Channel Eye is a Sri Lankan youth and sports channel operated by the Sri Lanka Rupavahini Corporation.

==History==
The channel began broadcasting in April 1999 as Rupavahini 2. In August 2000, it became Channel Eye, with Eye coming from the three pillars of the channel: Education, Youth, and Entertainment. The founder of Channel Eye is Piyadasa Ratnasinghe. In December 2002, the channel started airing Bonsoir, which was produced by France's Ministry of Foreign Affairs. The programme was previously shown on ITN. The programme switched to digital equipment in 2004 in the wake of a joint Rupavahini-CFI agreement.

The channel airs original productions and sporting events. In its first years, it telecasted documentaries from Discovery Channel. In 2006, the channel prioritised sports events but also aired feature films, Tamil miniplays and other programmes to attract English and Tamil viewers. Until 2008, Tamil programming aired under the Channel Eye brand, which eventually gave way to Nethra TV. The new arrangement started on 5 January 2008, which meant that, outside of certain occasions where live sporting events were to be carried, Channel Eye was now broadcasting from 9pm to the frequency's end of transmission.

In 2010 channel Eye relaunched with a new vision to focus on Sport and English language programs. After this relaunch, Channel Eye started to focus on the English audience with in-house productions. For that, director Sunanda Hettiarachchi gave guidance to new and young producers for productions. Channel Eye started with producers Sanjeewa Batuwaththa, Dulanka Tennakoon, Achala Solomons, Subashana Gamage, and Dilani Ayesha.

"Rise and Shine" was the live morning show as the first indoor production for the local English audience. After that Dulanka Tennakoon started the first live Sri Lankan television music show for the local English audience, it named "Sunday Spice". Channel Eye got many successful feedbacks from this program leading Channel Eye to start "Cafe Classic" and "Eye Shuffle" withSubhashana Gamage being the Producer for both programmes.

Niroshi Abeysinghe, Arush Balalla, Thushan Jayasuriya and Dulanjali Ananda joined the mission by starting "Business Today" ,"Law & Order", "Eye Med" and "Path to Freedom".

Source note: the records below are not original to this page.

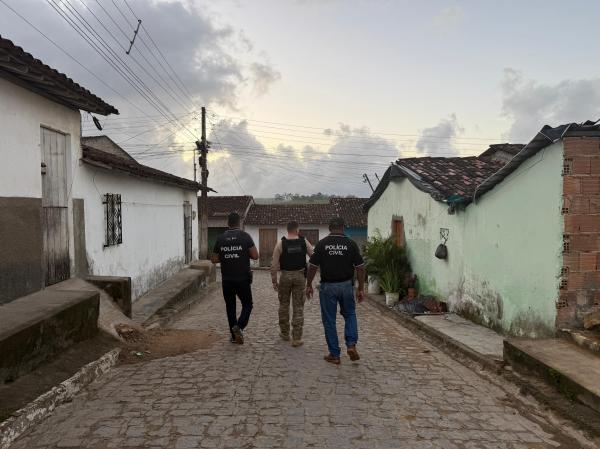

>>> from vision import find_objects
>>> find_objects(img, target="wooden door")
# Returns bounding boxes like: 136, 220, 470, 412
392, 218, 405, 248
299, 229, 319, 246
183, 202, 193, 263
259, 228, 277, 267
41, 127, 70, 285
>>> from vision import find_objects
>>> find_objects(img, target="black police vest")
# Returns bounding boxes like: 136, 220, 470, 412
280, 237, 307, 271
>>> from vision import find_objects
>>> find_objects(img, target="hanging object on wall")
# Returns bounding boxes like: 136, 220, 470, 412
435, 228, 449, 259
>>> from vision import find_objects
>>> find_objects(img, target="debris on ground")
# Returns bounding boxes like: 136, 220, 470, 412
117, 326, 220, 364
393, 295, 447, 315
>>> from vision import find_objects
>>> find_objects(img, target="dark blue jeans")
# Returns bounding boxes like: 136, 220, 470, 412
319, 280, 358, 358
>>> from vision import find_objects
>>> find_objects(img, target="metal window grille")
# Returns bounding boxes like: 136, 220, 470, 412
103, 193, 122, 247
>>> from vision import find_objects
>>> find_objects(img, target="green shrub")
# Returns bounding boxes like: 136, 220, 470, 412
363, 232, 411, 292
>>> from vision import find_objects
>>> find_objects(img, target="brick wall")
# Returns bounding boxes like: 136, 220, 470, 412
558, 136, 600, 329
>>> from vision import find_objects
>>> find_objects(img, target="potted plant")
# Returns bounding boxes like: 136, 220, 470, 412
363, 233, 386, 294
380, 268, 402, 306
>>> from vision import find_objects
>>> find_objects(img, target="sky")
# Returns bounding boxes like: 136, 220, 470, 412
2, 0, 600, 197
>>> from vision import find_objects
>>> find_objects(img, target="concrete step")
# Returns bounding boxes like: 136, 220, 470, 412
559, 329, 600, 357
504, 338, 600, 413
0, 288, 99, 383
132, 268, 206, 326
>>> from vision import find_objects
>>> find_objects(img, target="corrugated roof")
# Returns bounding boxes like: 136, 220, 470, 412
81, 145, 203, 191
0, 35, 118, 115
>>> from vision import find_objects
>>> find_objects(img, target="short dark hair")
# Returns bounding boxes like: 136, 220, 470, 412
228, 212, 241, 227
329, 217, 345, 231
287, 220, 299, 232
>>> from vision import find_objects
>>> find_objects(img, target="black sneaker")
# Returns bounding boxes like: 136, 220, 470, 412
232, 325, 244, 345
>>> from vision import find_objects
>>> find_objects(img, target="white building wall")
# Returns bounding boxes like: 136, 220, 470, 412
0, 77, 80, 198
73, 164, 199, 299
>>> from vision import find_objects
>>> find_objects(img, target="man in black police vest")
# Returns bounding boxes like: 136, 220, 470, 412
211, 212, 259, 344
271, 221, 314, 347
306, 217, 365, 364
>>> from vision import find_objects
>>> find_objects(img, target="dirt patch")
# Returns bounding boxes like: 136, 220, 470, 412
118, 327, 220, 365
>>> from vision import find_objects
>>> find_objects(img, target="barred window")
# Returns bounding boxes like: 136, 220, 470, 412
103, 193, 122, 247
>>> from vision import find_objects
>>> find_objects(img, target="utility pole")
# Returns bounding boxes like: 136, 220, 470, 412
198, 107, 209, 259
363, 173, 374, 192
193, 145, 197, 182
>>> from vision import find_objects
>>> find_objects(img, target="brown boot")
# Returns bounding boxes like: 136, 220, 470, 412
291, 340, 303, 347
324, 354, 341, 365
347, 346, 360, 361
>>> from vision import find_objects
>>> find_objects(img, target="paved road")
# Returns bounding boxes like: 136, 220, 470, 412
10, 270, 591, 448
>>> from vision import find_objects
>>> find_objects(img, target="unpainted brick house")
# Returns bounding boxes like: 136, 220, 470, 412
365, 123, 600, 337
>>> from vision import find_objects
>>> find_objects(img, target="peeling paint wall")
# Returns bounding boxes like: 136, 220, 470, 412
367, 142, 564, 337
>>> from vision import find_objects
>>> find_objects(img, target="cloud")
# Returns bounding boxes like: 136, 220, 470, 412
415, 114, 464, 156
250, 62, 281, 96
433, 5, 464, 30
205, 120, 391, 196
501, 68, 600, 141
0, 0, 284, 183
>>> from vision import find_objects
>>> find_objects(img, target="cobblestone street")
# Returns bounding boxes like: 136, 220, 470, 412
10, 270, 593, 448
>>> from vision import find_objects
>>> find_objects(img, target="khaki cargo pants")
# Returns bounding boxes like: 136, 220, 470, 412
278, 270, 306, 341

In 2023, Channel Eye was operating at a loss. The SLRC decided to lease airtime to Lyca Group on 30 June 2023 for the sum of Rs 250 million, using Lyca's subsidiary VIS Broadcasting. The primary goal of the lease was to carry cricket telecasts, other sporting events and entertainment content. The deal was rejected in August by the Cabinet. Both parties were expecting a consensus on the subject by the end of July.

==Programming==

=== News and current affairs ===
- Rupavahini News (English edition)
- Crosscurrent
- Press review (English and Tamil)

=== Entertainment ===
- Rise and Shine

=== Music ===
- Café Classics
- Battle of the Bands Sri Lanka
- Eye Shuffle

=== Documentaries ===
The channel airs documentaries from various sources, usually from the BBC or the Discovery Channel or from Canal France Internationale, of which the SLRC is a member.

=== Sports ===
Channel Eye telecasts sport international and local programs, mainly for cricket and motor car racing. The channel was the official broadcaster of Cricket World Cup tournaments in [ 1999, 2003, 2007, 2011 and 2015. Channel also broadcast 2007, 2009, 2010 ICC World Twenty20 tournaments.

They also broadcast all Rugby World Cup tournaments. It was the official broadcast of FIFA World Cup in 2010, 2014 and 2018 for Sri Lanka.

Channel Eye is the official broadcaster of Sri Lanka T20 Provincial League.